A Christian in Iraq (which had a large Christian population before the U.S.-led invasion, but most of them have been forced out since Saddam Hussen was toppled) has more in common with a Christian in Canada than either do with non-Christians in their own countries. If two countries go to war, one side sis not “the Christian side.” Instead, Christians are likely to be in both countries, praying for each other. To kill each other in respective militaries is to place loyalty to one’s nation ahead of loyalty to fellow Christians–sisters and brothers in Christ in one Church and part of the Kingdom of God. So, in the sense that most American churches promote “patriotism,” Christians cannot be patriots and still be faithful Christians.
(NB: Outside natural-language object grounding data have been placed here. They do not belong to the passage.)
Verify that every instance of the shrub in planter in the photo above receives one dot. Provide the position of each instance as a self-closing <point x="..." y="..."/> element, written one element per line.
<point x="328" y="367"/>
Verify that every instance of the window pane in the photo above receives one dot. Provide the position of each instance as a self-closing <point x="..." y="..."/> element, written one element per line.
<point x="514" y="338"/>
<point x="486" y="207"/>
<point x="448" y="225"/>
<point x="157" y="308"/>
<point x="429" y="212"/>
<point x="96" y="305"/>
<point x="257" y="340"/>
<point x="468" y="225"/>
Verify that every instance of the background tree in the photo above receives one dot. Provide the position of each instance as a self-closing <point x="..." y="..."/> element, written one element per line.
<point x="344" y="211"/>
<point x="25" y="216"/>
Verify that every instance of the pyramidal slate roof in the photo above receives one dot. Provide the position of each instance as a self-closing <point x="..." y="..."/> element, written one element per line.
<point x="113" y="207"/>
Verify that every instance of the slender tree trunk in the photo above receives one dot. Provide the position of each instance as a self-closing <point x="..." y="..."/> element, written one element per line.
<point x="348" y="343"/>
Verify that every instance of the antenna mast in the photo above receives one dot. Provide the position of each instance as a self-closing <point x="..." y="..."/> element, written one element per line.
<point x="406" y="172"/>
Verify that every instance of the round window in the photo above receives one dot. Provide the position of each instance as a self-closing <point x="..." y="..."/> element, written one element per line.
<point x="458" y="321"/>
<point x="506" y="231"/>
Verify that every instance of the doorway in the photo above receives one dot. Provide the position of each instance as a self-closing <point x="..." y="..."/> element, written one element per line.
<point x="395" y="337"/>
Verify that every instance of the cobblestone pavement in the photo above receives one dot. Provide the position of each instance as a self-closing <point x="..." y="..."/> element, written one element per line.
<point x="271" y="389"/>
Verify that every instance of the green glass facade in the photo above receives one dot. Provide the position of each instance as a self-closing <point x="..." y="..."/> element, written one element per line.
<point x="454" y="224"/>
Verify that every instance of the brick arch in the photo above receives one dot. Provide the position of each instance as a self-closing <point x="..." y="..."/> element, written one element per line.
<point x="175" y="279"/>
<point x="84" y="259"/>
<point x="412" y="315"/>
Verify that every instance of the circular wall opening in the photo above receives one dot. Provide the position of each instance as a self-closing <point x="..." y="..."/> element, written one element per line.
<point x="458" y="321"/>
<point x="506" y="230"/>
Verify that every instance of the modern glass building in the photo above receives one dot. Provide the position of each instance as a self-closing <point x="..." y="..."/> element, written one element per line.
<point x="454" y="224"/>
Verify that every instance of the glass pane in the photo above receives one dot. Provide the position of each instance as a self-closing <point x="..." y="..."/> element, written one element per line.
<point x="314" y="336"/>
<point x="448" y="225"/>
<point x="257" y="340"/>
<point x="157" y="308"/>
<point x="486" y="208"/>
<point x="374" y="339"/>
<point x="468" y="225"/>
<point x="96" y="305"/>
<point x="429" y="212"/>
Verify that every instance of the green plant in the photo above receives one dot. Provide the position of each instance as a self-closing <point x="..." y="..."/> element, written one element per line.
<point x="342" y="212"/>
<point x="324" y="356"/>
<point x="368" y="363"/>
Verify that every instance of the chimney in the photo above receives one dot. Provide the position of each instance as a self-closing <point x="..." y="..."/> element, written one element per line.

But if we simply define “patriotism” as “love of country,” without the chauvenistic attitudes toward other countries or the idolatrous worship of the nation in place of God, then it seem to me that a Christian can be a patriot–a critical patriot in the way that the biblical prophets loved Israel but were very critical of her shortcomings. After all, Martin Luther King, Jr was a better patriot–loving what is best about the country while confronting the country with its very real sins–than Bull Conner or J. Edgar Hoover or Richard Nixon. Martin Niemoeller was a better German patriot than the so-called “German Christians” who tried to combine Christianity with Naziism.
The Apostle Paul was certainly proud of his Roman citizenship, but this didn’t stop him from being very aware of Rome’s sins and faults–especially as it kept arresting him!
But patriotism is dangerous for Christians, especially in the United States. In the world’s sole remaining superpower, with a media that encourages blind loyalty, it is far too easy for American Christians to become blind patriots–nationalists. This is especially true if one belongs to an evangelical or Pentecostal congregation where hyper-patriotism is promoted. One needs to develop a global consciousness, an awareness of the universal nature of the Church and the Kingdom to counter the worst temptations of THAT KIND of patriotism.
ALL of us need to be able to say, with Hodgkins and Sigmund-Schulz, “We are one in Christ and can never be at war with each other.”